Do you lose your place on the list if a particular CS city or town calls you and you no longer wish to go to that respective department?

For instance...if you picked a smaller town as your 3rd or 4th choice...can you turn down their offer if you're trying to get onto Boston PD primarily without hurting your place on the list. 

I apologize if this comes off as a ridiculous question, but I figured someone here would have the correct (or at least close) answer.

Thanks to all who can help out.


----------



## dave7336 (Mar 25, 2006)

You can turn the job down by selecting the "refuse appointment" option and then you still remain on the list. You are only allowed to do this two times and remain on the list. If you turn it down the third time, you are removed from the list.

If you don't sign the list one way or the other, then by law your name is automatically removed from the list.

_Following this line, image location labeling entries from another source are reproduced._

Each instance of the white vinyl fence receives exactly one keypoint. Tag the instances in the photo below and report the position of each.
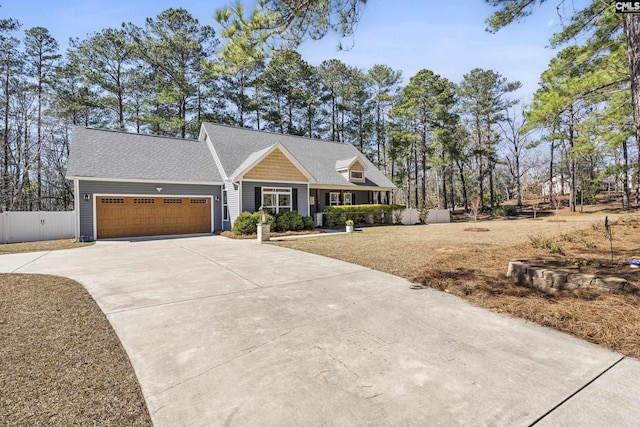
(35, 226)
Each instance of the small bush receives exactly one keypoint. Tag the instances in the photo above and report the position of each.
(309, 223)
(246, 223)
(542, 242)
(506, 211)
(336, 216)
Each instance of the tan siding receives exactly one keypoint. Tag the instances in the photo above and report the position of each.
(276, 167)
(357, 166)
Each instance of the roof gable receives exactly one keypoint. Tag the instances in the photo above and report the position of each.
(274, 164)
(106, 154)
(234, 146)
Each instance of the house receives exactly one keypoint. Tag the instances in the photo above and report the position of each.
(128, 185)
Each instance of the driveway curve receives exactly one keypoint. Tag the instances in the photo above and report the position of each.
(229, 332)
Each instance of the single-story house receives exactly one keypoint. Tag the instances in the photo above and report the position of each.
(128, 185)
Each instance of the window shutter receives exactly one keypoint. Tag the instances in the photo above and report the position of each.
(294, 199)
(258, 200)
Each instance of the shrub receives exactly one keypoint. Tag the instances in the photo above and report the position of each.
(336, 216)
(309, 223)
(246, 223)
(543, 242)
(295, 221)
(506, 211)
(292, 221)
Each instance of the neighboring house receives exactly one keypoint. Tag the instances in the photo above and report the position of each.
(128, 185)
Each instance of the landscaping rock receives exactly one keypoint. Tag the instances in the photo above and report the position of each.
(554, 281)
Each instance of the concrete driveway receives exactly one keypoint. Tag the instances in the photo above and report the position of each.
(226, 332)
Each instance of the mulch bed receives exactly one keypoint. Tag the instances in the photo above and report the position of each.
(61, 363)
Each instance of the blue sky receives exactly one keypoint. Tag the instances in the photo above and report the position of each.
(447, 37)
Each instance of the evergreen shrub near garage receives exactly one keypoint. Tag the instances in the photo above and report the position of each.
(247, 223)
(336, 216)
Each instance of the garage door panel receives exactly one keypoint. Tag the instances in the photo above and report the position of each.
(118, 216)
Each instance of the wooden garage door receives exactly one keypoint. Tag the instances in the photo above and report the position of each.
(120, 216)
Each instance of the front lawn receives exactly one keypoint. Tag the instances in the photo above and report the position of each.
(61, 363)
(48, 245)
(473, 266)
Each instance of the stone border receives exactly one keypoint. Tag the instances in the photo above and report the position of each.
(555, 281)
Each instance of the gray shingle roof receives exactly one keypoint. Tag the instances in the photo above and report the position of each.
(120, 155)
(234, 145)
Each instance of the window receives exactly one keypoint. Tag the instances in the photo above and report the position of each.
(112, 201)
(357, 175)
(143, 201)
(225, 206)
(172, 201)
(276, 200)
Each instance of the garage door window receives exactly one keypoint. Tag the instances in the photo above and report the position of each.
(112, 201)
(172, 201)
(143, 201)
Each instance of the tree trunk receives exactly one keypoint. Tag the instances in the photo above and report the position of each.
(463, 183)
(625, 176)
(492, 195)
(572, 165)
(632, 33)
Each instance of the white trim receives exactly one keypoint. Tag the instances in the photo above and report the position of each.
(76, 206)
(95, 195)
(240, 176)
(239, 206)
(351, 188)
(214, 154)
(142, 181)
(225, 202)
(352, 179)
(275, 181)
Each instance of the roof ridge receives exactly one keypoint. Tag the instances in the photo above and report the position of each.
(122, 132)
(288, 135)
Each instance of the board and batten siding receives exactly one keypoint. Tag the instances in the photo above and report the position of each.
(249, 195)
(85, 207)
(275, 167)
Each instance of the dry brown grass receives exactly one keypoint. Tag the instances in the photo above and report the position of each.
(473, 266)
(50, 245)
(60, 361)
(231, 235)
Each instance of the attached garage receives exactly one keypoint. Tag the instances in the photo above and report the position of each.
(134, 216)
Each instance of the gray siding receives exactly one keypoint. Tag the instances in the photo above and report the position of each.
(104, 187)
(358, 198)
(248, 195)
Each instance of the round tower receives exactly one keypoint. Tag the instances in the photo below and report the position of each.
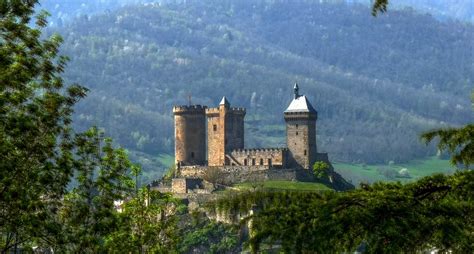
(190, 134)
(300, 118)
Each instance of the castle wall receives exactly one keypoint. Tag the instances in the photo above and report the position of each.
(184, 185)
(269, 157)
(234, 129)
(190, 134)
(237, 174)
(215, 137)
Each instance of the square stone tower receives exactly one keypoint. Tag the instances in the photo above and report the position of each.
(190, 134)
(300, 118)
(225, 132)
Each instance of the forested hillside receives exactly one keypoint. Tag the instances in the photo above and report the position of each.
(377, 83)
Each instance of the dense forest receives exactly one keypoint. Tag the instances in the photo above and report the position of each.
(376, 82)
(64, 11)
(63, 190)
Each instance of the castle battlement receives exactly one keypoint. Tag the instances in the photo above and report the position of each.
(212, 110)
(230, 110)
(257, 150)
(300, 115)
(189, 109)
(224, 128)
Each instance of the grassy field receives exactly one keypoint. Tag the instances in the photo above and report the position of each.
(357, 173)
(284, 185)
(415, 169)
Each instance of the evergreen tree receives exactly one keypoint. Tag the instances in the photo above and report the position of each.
(35, 119)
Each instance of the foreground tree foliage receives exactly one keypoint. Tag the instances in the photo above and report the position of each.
(435, 212)
(35, 118)
(40, 155)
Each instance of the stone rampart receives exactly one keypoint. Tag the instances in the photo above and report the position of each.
(238, 174)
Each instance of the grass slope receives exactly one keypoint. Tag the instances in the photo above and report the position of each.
(371, 173)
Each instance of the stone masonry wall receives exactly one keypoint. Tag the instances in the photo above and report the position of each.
(269, 157)
(190, 134)
(301, 139)
(238, 174)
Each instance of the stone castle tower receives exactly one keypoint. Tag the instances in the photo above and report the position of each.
(225, 132)
(190, 135)
(300, 118)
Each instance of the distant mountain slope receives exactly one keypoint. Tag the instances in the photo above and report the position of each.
(457, 9)
(376, 82)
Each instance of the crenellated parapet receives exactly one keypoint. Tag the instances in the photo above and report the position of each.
(301, 116)
(252, 151)
(189, 109)
(237, 111)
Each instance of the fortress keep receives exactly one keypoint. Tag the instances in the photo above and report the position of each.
(210, 149)
(225, 137)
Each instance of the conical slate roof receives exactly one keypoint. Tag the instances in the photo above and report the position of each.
(224, 101)
(300, 104)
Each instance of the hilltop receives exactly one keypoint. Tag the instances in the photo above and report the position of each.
(377, 83)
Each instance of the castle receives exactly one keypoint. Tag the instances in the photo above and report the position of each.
(209, 145)
(225, 137)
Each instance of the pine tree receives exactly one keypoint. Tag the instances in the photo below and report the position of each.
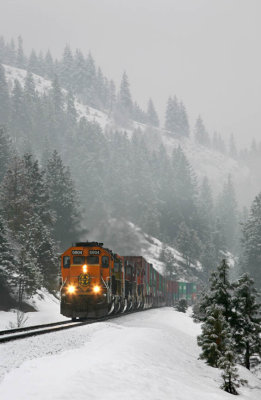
(7, 257)
(5, 152)
(247, 321)
(220, 292)
(215, 338)
(152, 116)
(27, 277)
(4, 98)
(44, 251)
(89, 92)
(18, 122)
(188, 243)
(20, 59)
(125, 101)
(63, 201)
(201, 134)
(230, 376)
(33, 63)
(227, 212)
(172, 116)
(184, 124)
(49, 66)
(80, 75)
(67, 68)
(252, 242)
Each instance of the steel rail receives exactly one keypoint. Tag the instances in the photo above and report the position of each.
(36, 330)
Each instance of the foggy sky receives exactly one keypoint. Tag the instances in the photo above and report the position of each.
(207, 52)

Bottom line, if offered the job, take the job and worry about Boston or some other PD later...don't pass up what may be your one chance to be a cop


----------



## RodneyFarva (Jan 18, 2007)

yeah you can always lateral transfer to another department.


----------



## mikeyd1313 (Jul 30, 2006)

NCastle77 said:


> Do you lose your place on the list if a particular CS city or town calls you and you no longer wish to go to that respective department?
> 
> For instance...if you picked a smaller town as your 3rd or 4th choice...can you turn down their offer if you're trying to get onto Boston PD primarily without hurting your place on the list.
> 
> ...


Must be nice to be called on your third or fourth choice and not want it, people wait a long time to be called.


----------



## Bri9801 (May 2, 2002)

This is CS....Take the FIRST offer you get....there may not be another one


----------